As for Dennis' back issues, the ALJ noted that a July 2012 MRI scan showed degenerative disc disease and spondylosis at L5-S1 with posterior central disc protrusion and mild encroachment of the neural foramina at L5, and negative hip x-rays. As the ALJ noted, Dennis reported hip and back pain to her nurse practitioner in September 2012. In October 2012, a pain management specialist, Dr. Kennedy, found paraspinous tenderness and pain with range of motion in the spine, but no neurological deficits, a coordinated and smooth gait, full strength in her lower extremities, and negative straight leg raise test. Dr. Kennedy prescribed pain medication and advised Dennis to consider sacroiliac joint injections and lumbar epidural steroid injections, which Dennis did not decide to have. At pain clinic follow up appointments in November 2012 and January 2013, Dennis reported that her pain medication was helping. The record does not show any treatment with Dr. Kennedy after January 2013.

The ALJ also properly considered Dennis' obesity in determining her RFC, noting that it exacerbated her fibromyalgia and musculoskeletal conditions. [Tr. 19.] See Heino v. Astrue, 578 F.3d 873, 881-82 (8th Cir. 2009) ("Because the ALJ specifically took Heino's obesity into account in his evaluation, we will not reverse that decision."). As discussed above, the ALJ considered Dennis' subjective complaints of pain in formulating the RFC and found them not to be entirely credible. But the ALJ did factor into the RFC the subjective complaints he did find credible. The ALJ also considered Dennis' daily activities in formulating the RFC.

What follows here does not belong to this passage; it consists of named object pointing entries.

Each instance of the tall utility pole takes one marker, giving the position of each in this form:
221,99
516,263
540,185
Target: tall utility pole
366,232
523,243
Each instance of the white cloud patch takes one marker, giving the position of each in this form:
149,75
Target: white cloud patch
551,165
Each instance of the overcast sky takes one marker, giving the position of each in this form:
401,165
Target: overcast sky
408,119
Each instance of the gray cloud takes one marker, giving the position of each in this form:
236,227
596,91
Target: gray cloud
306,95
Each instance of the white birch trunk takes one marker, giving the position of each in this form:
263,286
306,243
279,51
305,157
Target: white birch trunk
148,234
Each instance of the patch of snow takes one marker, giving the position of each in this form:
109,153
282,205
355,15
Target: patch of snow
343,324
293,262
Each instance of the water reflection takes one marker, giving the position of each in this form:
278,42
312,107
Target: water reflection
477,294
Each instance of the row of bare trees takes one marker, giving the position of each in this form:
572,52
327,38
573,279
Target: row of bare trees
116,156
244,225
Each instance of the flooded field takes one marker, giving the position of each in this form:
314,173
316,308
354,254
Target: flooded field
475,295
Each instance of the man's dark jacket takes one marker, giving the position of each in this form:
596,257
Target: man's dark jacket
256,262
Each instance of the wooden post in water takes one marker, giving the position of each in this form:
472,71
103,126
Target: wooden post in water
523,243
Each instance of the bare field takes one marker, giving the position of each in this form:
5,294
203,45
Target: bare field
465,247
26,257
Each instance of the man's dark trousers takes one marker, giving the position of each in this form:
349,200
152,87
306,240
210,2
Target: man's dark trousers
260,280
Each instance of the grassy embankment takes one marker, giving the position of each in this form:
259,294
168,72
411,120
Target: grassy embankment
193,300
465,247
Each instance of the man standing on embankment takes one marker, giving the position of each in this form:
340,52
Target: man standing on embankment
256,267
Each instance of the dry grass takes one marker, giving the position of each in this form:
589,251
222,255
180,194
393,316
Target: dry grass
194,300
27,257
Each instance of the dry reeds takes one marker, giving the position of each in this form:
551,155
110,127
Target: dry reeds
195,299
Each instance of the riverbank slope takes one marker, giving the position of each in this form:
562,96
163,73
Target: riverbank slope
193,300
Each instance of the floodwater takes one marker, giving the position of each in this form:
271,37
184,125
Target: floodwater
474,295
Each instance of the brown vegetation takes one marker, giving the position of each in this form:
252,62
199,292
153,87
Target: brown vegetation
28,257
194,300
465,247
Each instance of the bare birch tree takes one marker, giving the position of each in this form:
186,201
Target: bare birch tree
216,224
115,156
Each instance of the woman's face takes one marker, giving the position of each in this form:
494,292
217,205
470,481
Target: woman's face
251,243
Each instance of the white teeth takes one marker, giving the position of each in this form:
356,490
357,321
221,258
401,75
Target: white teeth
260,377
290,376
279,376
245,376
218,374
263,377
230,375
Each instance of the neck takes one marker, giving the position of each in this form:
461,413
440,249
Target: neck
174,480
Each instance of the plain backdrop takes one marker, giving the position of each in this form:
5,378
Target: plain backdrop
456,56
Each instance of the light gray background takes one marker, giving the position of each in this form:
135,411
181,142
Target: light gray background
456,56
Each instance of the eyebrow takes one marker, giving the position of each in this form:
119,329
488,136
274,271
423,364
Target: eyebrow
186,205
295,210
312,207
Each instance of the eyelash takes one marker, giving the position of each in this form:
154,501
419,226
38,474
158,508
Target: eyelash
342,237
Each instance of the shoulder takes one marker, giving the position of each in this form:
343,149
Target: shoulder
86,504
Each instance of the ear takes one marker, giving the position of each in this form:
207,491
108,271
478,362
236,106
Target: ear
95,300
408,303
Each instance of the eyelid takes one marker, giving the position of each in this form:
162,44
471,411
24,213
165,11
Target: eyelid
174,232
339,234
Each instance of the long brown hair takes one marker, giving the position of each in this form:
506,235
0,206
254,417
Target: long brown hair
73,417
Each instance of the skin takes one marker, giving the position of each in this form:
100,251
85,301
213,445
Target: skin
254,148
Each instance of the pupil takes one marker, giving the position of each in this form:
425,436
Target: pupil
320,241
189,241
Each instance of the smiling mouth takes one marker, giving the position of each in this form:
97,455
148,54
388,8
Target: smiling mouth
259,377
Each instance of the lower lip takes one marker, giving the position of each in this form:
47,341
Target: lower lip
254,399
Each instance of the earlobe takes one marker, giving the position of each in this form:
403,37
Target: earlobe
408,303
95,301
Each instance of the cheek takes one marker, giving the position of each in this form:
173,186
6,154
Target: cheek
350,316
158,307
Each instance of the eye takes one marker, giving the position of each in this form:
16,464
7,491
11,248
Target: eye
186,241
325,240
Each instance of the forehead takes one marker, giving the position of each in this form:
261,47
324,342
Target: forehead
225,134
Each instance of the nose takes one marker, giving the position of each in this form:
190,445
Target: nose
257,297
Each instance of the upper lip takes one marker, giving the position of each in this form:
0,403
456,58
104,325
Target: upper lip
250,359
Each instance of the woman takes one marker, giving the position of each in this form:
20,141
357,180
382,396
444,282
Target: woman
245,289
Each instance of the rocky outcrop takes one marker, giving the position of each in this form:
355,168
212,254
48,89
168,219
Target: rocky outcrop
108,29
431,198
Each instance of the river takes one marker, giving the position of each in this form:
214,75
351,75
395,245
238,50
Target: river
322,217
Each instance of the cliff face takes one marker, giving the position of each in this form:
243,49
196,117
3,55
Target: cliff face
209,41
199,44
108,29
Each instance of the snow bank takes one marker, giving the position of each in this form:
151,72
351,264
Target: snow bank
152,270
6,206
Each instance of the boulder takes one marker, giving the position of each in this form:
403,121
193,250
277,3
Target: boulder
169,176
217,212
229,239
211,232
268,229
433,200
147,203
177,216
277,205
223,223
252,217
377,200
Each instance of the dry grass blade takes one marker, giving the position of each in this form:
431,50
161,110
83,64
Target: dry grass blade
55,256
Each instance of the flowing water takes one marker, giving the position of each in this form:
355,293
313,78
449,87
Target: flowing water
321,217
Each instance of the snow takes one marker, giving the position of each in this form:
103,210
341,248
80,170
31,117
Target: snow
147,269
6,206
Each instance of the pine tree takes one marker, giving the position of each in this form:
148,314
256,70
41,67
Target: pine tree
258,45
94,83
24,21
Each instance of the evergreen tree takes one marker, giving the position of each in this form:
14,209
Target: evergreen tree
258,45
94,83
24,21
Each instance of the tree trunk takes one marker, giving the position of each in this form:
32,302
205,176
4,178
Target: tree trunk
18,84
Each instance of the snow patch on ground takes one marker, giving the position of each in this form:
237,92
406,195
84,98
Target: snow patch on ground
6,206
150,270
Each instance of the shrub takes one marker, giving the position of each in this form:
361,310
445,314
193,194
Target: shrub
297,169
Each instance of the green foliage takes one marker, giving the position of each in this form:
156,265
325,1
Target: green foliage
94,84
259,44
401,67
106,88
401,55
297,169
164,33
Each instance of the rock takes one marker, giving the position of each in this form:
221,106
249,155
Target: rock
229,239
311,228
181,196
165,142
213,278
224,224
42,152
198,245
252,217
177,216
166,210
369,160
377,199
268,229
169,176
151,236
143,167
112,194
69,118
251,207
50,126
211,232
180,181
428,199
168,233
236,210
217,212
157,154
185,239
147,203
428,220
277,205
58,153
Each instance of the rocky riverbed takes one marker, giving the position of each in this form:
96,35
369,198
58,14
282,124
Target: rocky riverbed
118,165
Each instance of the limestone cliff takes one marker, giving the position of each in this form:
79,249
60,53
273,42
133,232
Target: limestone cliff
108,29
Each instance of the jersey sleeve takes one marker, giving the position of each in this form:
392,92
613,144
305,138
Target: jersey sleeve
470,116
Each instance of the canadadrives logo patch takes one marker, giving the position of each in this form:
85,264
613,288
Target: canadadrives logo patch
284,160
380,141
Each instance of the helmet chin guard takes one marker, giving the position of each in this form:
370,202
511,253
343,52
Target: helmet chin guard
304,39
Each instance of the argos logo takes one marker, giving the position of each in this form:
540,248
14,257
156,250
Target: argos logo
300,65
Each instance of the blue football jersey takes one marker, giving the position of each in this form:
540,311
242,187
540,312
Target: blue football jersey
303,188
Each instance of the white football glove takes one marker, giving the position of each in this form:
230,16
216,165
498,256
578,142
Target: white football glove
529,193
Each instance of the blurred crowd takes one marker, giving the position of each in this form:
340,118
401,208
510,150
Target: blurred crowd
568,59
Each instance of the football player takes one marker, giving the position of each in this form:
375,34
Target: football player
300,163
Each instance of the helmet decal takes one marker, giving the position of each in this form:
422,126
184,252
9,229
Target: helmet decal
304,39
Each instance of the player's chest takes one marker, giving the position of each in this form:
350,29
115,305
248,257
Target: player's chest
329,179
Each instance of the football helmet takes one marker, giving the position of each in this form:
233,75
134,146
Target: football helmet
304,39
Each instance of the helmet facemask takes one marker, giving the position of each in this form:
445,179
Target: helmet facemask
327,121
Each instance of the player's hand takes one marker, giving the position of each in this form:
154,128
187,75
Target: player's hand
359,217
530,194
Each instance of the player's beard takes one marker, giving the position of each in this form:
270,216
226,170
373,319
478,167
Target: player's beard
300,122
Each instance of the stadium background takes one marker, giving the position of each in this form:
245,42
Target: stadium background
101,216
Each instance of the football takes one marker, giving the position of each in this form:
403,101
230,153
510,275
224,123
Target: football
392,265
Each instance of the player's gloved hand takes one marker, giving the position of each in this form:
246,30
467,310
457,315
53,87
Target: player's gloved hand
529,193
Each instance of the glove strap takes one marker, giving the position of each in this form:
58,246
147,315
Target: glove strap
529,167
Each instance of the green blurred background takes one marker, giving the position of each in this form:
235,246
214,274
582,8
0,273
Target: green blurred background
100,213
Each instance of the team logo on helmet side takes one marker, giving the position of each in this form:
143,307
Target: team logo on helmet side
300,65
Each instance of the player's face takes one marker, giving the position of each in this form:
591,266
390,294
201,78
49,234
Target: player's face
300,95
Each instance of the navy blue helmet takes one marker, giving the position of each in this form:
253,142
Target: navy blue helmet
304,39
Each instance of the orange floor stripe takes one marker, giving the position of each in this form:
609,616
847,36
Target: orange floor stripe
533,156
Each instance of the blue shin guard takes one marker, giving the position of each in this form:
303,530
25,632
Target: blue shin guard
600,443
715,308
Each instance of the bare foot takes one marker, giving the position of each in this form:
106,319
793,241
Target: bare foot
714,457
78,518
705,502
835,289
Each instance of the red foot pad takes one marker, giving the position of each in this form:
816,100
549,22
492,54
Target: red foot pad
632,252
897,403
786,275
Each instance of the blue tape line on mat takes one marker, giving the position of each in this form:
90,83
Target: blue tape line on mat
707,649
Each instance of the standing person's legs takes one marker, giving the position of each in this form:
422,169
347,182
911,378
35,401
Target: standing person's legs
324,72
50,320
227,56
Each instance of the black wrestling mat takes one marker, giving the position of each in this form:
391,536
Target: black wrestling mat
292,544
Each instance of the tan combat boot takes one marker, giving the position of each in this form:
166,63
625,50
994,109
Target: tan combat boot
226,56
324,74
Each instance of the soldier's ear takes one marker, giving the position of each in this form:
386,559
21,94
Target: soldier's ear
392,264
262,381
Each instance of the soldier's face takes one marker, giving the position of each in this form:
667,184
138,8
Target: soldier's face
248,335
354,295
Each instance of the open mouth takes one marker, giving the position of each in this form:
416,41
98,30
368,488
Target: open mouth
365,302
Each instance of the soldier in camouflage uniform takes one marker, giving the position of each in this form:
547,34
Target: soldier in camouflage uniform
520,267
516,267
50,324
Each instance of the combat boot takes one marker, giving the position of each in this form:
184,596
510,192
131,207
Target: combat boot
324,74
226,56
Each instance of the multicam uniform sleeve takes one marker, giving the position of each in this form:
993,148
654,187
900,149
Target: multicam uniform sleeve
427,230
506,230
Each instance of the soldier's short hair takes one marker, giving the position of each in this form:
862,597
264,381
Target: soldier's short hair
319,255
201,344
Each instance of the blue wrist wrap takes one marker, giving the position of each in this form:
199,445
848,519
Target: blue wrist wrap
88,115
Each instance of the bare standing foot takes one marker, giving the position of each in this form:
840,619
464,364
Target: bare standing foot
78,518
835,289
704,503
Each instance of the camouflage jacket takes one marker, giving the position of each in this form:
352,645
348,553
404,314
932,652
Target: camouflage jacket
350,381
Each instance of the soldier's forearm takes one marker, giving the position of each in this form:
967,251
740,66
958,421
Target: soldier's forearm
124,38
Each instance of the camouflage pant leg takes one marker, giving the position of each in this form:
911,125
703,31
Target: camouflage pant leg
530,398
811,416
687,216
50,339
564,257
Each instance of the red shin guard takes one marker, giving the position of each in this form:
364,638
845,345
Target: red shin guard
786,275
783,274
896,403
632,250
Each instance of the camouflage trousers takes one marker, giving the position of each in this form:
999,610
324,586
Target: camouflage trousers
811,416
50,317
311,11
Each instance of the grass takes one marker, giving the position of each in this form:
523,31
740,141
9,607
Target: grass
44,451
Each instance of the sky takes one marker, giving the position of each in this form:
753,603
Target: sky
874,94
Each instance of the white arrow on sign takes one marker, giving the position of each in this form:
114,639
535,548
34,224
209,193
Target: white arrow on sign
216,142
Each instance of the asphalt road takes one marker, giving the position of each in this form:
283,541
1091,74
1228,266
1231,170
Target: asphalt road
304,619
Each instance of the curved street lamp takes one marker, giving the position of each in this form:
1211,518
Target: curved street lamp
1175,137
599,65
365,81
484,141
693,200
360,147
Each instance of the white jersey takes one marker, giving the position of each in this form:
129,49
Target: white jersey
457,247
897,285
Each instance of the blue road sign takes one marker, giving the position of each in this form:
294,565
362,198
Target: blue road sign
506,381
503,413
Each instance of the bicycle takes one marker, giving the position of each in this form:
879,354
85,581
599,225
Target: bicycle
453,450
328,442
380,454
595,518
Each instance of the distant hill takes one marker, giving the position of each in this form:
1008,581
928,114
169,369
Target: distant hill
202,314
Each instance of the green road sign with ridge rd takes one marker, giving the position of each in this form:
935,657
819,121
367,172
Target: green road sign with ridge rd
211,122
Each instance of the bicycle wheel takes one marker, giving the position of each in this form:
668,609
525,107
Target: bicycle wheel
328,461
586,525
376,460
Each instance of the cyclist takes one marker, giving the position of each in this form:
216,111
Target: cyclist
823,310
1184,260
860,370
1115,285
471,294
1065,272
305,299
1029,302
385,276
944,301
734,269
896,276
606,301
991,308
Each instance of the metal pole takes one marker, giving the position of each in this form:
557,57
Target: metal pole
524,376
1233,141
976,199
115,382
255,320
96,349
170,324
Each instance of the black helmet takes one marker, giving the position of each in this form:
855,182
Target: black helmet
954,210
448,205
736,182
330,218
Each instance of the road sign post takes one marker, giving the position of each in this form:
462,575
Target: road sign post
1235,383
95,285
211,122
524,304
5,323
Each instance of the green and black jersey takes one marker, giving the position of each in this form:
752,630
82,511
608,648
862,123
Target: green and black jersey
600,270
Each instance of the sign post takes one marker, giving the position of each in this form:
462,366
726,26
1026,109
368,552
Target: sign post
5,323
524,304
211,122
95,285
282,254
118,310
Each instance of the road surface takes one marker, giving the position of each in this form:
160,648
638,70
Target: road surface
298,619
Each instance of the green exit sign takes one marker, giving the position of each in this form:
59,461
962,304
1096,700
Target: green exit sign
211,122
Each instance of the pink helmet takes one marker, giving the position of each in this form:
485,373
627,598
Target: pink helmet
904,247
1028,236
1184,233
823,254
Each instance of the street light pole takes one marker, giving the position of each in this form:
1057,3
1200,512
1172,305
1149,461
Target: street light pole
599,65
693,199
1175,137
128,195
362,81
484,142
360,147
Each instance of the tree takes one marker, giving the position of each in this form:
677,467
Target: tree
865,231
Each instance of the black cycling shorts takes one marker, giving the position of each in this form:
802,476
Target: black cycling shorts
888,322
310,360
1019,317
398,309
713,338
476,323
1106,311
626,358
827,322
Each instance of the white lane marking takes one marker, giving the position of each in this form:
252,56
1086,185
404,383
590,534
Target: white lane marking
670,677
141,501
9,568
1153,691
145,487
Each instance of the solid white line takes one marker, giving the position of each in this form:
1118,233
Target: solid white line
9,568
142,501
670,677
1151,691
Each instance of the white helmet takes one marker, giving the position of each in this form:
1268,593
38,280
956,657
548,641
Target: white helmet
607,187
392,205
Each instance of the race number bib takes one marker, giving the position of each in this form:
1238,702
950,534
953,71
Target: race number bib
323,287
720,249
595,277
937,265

The RFC is supported by substantial evidence, including medical evidence.

Dennis argues the ALJ should have ordered a consultative examination to assess her physical limitations. But a consultative exam is required only when an ALJ needs additional evidence to decide the claim, 20 C.F.R. 404.1959 and 404.1915a, and Martise, 641 F.3d at 926-27, and nothing in the record suggests additional evidence was necessary to do so here. The record simply does not contain credible evidence to support Dennis' position. And it was Dennis' burden to prove RFC at Step 4 of the sequential analysis.

The ALJ's RFC determination will not be disturbed.

III. Conclusion

The Commissioner's decision is affirmed.